Se ha vuelto a derrochar la ocasión de reflejar la pluralidad, con la que después se llenan la boca los socialistas, en un acuerdo de estado. Por mucho que ellos lo nieguen, el acuerdo entre PSOE y PP (alcanzado, dicho sea de paso, con arbitraje europeo, una figura que según el PP supone un ultraje a la soberanía española cuando se trata de dirimir conflictos territoriales como el de Cataluña) no deja de ser un reparto de sillas entre los dos grandes partidos, que prescinde descaradamente de los partidos minoritarios, así como de los partidos catalanes y vascos –mal llamados nacionalistas, como si los grandes partidos españoles no fueran los grandes nacionalistas. Precisamente por nacionalismo, y concretamente por nacionalismo español de estado, se niega la presencia a todas estas fuerzas, que no son precisamente extraparlamentarias (tienen todas representación en el Congreso), pero sí, en muchos casos, extramadrileñas. Y el propósito, la declaración que se hace con este acuerdo, es que la política española es algo que se hace en Madrid, aunque Madrid pueda trasladarse, en su caso, a Bruselas.

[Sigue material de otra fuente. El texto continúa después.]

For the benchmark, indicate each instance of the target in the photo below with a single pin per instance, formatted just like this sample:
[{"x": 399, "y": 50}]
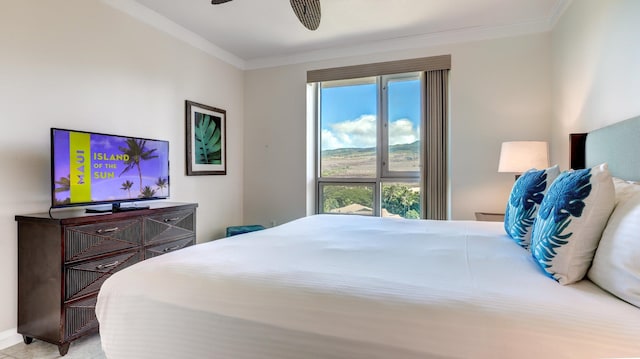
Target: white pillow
[
  {"x": 616, "y": 265},
  {"x": 525, "y": 198},
  {"x": 570, "y": 221},
  {"x": 625, "y": 189}
]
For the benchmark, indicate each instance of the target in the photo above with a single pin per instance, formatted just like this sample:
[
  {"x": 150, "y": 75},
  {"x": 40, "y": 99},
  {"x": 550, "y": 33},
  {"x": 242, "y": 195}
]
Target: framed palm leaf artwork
[{"x": 206, "y": 140}]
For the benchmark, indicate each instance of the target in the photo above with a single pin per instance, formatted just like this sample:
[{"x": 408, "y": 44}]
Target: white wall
[
  {"x": 500, "y": 90},
  {"x": 83, "y": 65},
  {"x": 595, "y": 66}
]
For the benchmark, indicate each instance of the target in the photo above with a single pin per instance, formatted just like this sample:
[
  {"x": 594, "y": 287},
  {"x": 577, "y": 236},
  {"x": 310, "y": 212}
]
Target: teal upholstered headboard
[{"x": 619, "y": 146}]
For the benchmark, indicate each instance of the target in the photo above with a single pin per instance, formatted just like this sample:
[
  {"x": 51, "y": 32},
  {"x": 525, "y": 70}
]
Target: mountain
[{"x": 361, "y": 162}]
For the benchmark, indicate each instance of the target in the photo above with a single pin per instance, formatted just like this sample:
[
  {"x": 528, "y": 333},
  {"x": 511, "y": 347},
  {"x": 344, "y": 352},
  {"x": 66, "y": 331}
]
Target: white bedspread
[{"x": 332, "y": 286}]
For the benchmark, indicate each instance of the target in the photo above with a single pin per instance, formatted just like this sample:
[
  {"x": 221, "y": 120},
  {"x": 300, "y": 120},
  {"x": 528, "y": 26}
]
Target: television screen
[{"x": 92, "y": 168}]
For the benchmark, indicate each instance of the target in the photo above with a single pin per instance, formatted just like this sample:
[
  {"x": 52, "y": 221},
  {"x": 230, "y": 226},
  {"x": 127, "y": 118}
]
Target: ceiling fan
[{"x": 307, "y": 11}]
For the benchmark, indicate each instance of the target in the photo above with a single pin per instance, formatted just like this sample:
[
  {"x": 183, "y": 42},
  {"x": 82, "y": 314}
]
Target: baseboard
[{"x": 9, "y": 338}]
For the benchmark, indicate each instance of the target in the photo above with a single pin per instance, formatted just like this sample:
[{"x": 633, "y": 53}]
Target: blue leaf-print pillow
[
  {"x": 525, "y": 199},
  {"x": 570, "y": 222}
]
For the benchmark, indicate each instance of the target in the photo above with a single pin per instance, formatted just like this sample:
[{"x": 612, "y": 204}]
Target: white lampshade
[{"x": 521, "y": 156}]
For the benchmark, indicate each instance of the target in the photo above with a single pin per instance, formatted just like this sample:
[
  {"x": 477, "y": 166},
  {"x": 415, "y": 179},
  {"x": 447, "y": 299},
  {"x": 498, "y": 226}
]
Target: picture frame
[{"x": 206, "y": 139}]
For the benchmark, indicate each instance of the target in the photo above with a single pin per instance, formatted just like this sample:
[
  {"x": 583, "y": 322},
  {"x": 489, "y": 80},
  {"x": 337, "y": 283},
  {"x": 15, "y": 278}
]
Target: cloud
[
  {"x": 402, "y": 131},
  {"x": 361, "y": 133}
]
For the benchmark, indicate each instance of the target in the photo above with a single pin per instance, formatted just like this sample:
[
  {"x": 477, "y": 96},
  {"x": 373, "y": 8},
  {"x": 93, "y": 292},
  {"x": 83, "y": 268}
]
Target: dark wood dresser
[{"x": 63, "y": 261}]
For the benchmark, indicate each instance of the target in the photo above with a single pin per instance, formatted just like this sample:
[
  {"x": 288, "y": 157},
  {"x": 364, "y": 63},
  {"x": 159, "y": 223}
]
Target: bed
[{"x": 330, "y": 286}]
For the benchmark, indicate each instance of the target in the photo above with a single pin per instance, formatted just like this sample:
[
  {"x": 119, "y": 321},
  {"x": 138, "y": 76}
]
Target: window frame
[{"x": 383, "y": 175}]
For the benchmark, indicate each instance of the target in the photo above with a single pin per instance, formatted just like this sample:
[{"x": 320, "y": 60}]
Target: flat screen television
[{"x": 89, "y": 168}]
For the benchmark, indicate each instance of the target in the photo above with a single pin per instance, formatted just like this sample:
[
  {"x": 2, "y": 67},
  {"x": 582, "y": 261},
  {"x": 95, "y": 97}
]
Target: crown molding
[
  {"x": 446, "y": 37},
  {"x": 161, "y": 23},
  {"x": 405, "y": 43}
]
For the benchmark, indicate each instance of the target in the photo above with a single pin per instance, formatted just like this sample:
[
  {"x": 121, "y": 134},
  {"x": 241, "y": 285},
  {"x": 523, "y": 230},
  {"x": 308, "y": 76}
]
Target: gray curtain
[{"x": 435, "y": 166}]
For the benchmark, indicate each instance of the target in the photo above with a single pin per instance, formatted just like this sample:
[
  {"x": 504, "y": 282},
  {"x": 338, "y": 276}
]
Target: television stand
[
  {"x": 63, "y": 261},
  {"x": 116, "y": 208}
]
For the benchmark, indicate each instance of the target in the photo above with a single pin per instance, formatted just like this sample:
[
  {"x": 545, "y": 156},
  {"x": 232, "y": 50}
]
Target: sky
[{"x": 348, "y": 115}]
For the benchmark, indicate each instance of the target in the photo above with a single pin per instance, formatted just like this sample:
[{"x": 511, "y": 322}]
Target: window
[{"x": 369, "y": 155}]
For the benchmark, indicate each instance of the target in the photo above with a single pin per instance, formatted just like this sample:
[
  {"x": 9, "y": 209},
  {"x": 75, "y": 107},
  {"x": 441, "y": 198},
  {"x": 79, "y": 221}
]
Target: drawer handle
[
  {"x": 169, "y": 249},
  {"x": 103, "y": 266},
  {"x": 100, "y": 231}
]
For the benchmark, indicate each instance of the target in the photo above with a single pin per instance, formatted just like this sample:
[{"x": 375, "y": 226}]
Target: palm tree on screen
[
  {"x": 126, "y": 186},
  {"x": 161, "y": 183},
  {"x": 137, "y": 152}
]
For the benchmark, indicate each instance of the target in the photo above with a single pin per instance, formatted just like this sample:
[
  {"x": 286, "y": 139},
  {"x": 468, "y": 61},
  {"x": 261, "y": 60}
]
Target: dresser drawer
[
  {"x": 87, "y": 277},
  {"x": 156, "y": 250},
  {"x": 80, "y": 317},
  {"x": 86, "y": 241},
  {"x": 168, "y": 226}
]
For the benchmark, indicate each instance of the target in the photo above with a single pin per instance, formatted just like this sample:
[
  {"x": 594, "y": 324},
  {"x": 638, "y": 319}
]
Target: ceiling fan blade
[{"x": 308, "y": 12}]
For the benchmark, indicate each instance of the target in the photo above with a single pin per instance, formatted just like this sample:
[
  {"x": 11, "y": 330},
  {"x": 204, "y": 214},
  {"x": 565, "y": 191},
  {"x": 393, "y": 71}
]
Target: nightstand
[{"x": 491, "y": 217}]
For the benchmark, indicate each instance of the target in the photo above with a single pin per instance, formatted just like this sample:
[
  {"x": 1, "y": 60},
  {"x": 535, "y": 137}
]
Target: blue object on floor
[{"x": 234, "y": 230}]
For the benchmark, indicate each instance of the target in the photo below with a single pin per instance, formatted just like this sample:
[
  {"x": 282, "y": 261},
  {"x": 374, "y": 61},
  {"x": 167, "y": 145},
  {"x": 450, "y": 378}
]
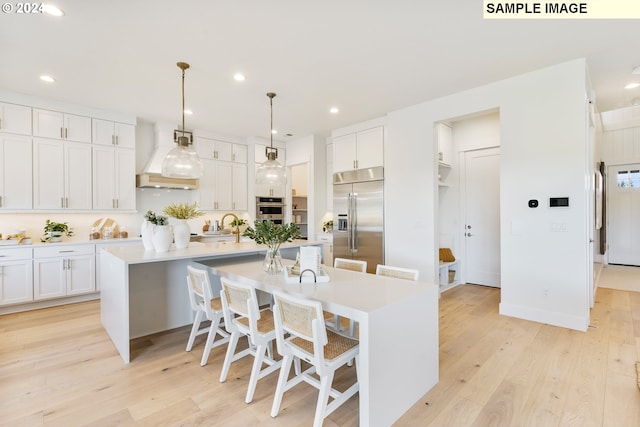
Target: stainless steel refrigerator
[{"x": 358, "y": 206}]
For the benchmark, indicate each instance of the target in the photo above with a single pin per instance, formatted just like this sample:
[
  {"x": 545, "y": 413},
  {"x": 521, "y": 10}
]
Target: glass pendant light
[
  {"x": 271, "y": 172},
  {"x": 182, "y": 161}
]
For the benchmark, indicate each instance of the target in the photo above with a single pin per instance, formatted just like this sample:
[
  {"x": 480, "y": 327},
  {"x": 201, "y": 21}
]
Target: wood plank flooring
[{"x": 59, "y": 368}]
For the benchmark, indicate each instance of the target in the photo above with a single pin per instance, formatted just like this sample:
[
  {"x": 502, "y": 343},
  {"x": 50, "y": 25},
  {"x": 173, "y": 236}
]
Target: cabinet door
[
  {"x": 15, "y": 119},
  {"x": 224, "y": 151},
  {"x": 240, "y": 191},
  {"x": 81, "y": 274},
  {"x": 49, "y": 278},
  {"x": 78, "y": 176},
  {"x": 16, "y": 173},
  {"x": 48, "y": 124},
  {"x": 16, "y": 282},
  {"x": 240, "y": 153},
  {"x": 206, "y": 186},
  {"x": 102, "y": 132},
  {"x": 344, "y": 152},
  {"x": 125, "y": 179},
  {"x": 224, "y": 186},
  {"x": 370, "y": 148},
  {"x": 103, "y": 177},
  {"x": 125, "y": 135},
  {"x": 77, "y": 128},
  {"x": 48, "y": 174}
]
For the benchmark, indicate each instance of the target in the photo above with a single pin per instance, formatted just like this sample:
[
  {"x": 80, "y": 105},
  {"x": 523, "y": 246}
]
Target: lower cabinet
[
  {"x": 63, "y": 270},
  {"x": 16, "y": 276}
]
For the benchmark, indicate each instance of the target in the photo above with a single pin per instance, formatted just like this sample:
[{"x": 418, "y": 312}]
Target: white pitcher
[{"x": 162, "y": 237}]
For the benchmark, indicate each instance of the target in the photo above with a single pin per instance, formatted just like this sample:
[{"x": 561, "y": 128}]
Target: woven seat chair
[
  {"x": 346, "y": 264},
  {"x": 242, "y": 318},
  {"x": 399, "y": 272},
  {"x": 205, "y": 306},
  {"x": 302, "y": 335}
]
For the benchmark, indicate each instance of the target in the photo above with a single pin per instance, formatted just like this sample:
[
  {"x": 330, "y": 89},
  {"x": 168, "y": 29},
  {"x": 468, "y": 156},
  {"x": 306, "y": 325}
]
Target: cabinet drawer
[
  {"x": 63, "y": 250},
  {"x": 15, "y": 254}
]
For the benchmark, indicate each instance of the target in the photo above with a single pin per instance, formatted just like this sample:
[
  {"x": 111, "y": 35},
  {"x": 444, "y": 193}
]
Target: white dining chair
[
  {"x": 346, "y": 264},
  {"x": 399, "y": 272},
  {"x": 206, "y": 307},
  {"x": 243, "y": 318},
  {"x": 301, "y": 334}
]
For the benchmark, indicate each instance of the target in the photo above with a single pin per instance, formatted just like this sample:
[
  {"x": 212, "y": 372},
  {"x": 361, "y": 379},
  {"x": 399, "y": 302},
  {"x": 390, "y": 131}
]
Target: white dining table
[{"x": 398, "y": 329}]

A Feijóo se le cae como una bendición este acuerdo, porque le permite exhibir dos cosas que no había mostrado desde que se convirtió en líder del PP: moderación (entendida como centralidad) y capacidad de liderazgo. Llegar a un acuerdo trascendente con el PSOE, en vez de optar por hacer volar la legislatura al precio que sea, es un golpe de autoridad de Feijóo frente al sector más duro del PP, Ayusos y compañía. O un intento de golpe de autoridad, al menos, porque el mal ya está hecho, y el mal son las autonomías donde el PP gobierna con Vox, consintiendo (y aplaudiendo) a todos los atropellos de la extrema derecha. Mientras Bolaños y González Pons anunciaban –con cierta cursilería incluida– el acuerdo para renovar el CGPJ, el PP de Baleares rechazaba con malos modales el ofrecimiento de Francina Armengol de poner sus votos a disposición para sacar al patético Gabriel Le Senne de la presidencia del Parlament y poner al menos a alguien del PP. Los peperos baleares no se atrevieron. Y además, ya les está bien tener en las instituciones hooligans fascistas que digan las cosas que ellos piensan pero disimulan (mal).

Para Pedro Sánchez evidentemente el acuerdo también es un éxito, porque se produce bajo su presidencia y porque llega justo antes de que expirara el plazo que él había impuesto. Él sabía –como todo el mundo– que al PP no le conviene ninguna renovación que pudiera acarrear una pérdida de control de la sala segunda del Supremo, donde se juzgan los casos de corrupción.